Prove that seqences {cos(n)}, {sin(n)} diverge.

Question

I made a proof using isometry, but I'm not sure. Here is the proof:

Let A be a 2×2 matrix whose first row is equal to (cos(1), -sin(1)) and second row is equal to (sin(1), cos(1)). And define the sequence {X(n)} by

X(1)=(cos(1), sin(1)), X(n+1)=A^nX(1).

Since A is an isometry, norm(X(n+1)-X(n))=norm(X(2)-X(1)) =/0 for all natural numbers n. Hence {X(n)} is not a Cauchy sequnce.

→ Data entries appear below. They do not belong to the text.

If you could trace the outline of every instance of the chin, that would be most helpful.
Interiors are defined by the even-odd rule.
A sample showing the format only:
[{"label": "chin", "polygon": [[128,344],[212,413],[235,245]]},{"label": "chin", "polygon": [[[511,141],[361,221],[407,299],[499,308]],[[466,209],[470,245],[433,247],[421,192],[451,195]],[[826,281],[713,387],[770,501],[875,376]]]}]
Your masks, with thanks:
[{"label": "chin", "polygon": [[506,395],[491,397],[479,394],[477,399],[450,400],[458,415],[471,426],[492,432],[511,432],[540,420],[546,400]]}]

One of {cos(n)}, {sin(n)} diverges because {x(n)} converges iff {cos(n)} and {sin(n)} both converges. Suppose f(n) be the one that diverges. Then sqrt[1-(f(n)^2] also diverges. This sequnce is equal to the other one. Hence, {cos(n)}, {sin(n)} both diverge.

Answer 1

Let's prove $\{ \sin(n) \}$ diverges by way of contradiction.

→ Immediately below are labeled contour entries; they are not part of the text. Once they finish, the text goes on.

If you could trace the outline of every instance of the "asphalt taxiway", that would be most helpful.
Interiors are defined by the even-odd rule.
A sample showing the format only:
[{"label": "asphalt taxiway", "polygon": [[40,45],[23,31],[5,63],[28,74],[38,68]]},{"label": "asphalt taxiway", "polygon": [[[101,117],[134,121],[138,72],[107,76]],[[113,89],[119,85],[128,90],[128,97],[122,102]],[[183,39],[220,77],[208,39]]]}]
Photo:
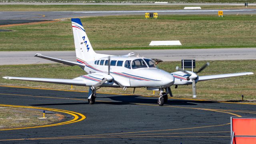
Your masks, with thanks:
[{"label": "asphalt taxiway", "polygon": [[[196,60],[256,59],[256,48],[96,50],[96,52],[115,56],[122,56],[134,52],[136,54],[135,56],[138,54],[140,56],[160,59],[164,61],[180,61],[182,59],[195,59]],[[76,60],[74,51],[2,52],[0,53],[0,65],[55,63],[34,56],[36,53],[70,61]]]},{"label": "asphalt taxiway", "polygon": [[98,94],[89,105],[87,93],[0,87],[1,104],[64,110],[84,120],[68,124],[2,130],[0,143],[227,144],[231,116],[255,116],[255,105]]},{"label": "asphalt taxiway", "polygon": [[[54,20],[86,16],[140,15],[145,12],[158,12],[159,15],[216,14],[222,10],[225,14],[254,14],[255,9],[230,10],[118,10],[91,11],[1,11],[0,20]],[[0,25],[2,25],[0,23]]]}]

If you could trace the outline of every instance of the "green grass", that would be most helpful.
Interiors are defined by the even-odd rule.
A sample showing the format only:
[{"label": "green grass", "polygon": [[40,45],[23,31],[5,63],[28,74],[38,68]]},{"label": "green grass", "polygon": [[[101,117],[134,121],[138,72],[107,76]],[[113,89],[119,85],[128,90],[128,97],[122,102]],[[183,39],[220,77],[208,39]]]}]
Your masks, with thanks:
[{"label": "green grass", "polygon": [[47,114],[42,118],[42,111],[31,108],[0,107],[0,129],[44,125],[60,121],[58,114]]},{"label": "green grass", "polygon": [[[183,9],[185,6],[110,6],[110,5],[1,5],[0,11],[100,11],[163,10]],[[245,8],[243,6],[200,6],[203,9]],[[249,6],[246,8],[255,8],[256,6]]]},{"label": "green grass", "polygon": [[[209,61],[210,66],[199,74],[199,76],[252,72],[256,73],[255,60]],[[198,70],[206,61],[197,61]],[[160,68],[169,72],[175,72],[175,67],[180,66],[180,62],[164,62],[158,64]],[[85,74],[78,66],[69,66],[60,64],[11,65],[0,66],[0,76],[16,76],[67,79],[73,78]],[[256,101],[256,75],[254,74],[222,79],[198,82],[197,84],[197,99],[217,101],[239,100],[241,95],[246,101]],[[68,90],[70,86],[36,82],[10,80],[0,78],[0,85]],[[76,90],[88,90],[88,88],[74,86]],[[192,86],[179,86],[178,88],[171,87],[174,98],[192,98]],[[102,88],[97,91],[102,92],[124,93],[130,94],[132,88],[123,91],[122,88]],[[156,96],[156,92],[155,94]],[[153,92],[145,88],[137,88],[135,94],[152,95]]]},{"label": "green grass", "polygon": [[167,2],[169,3],[249,3],[255,2],[254,0],[0,0],[0,2]]},{"label": "green grass", "polygon": [[[248,48],[256,46],[255,15],[92,17],[81,20],[95,50]],[[74,50],[70,20],[2,28],[0,51]],[[152,40],[179,40],[182,46],[150,46]]]}]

Suppose that $\lim{\sin n}=a$. We know the equality: $$ \sin(n+1) - \sin (n-1) = 2 \cos(n) \sin (1) $$ taking limit $n \to \infty$ from both sides we obtain: $$ a-a=0=2 \sin(1) \lim_{n\to \infty}{\cos(n)} $$ thus $\lim_{n\to\infty}{\cos(n)}=0$. Again, we have: $$ \sin(2n)=2 \sin(n) \cos(n) $$ taking limit: $$ a =2 a \cdot 0 = 0 $$

But $\sin^2n+\cos^2n=1$, taking limit: $$ 0+0=1 $$ which is a contradiction.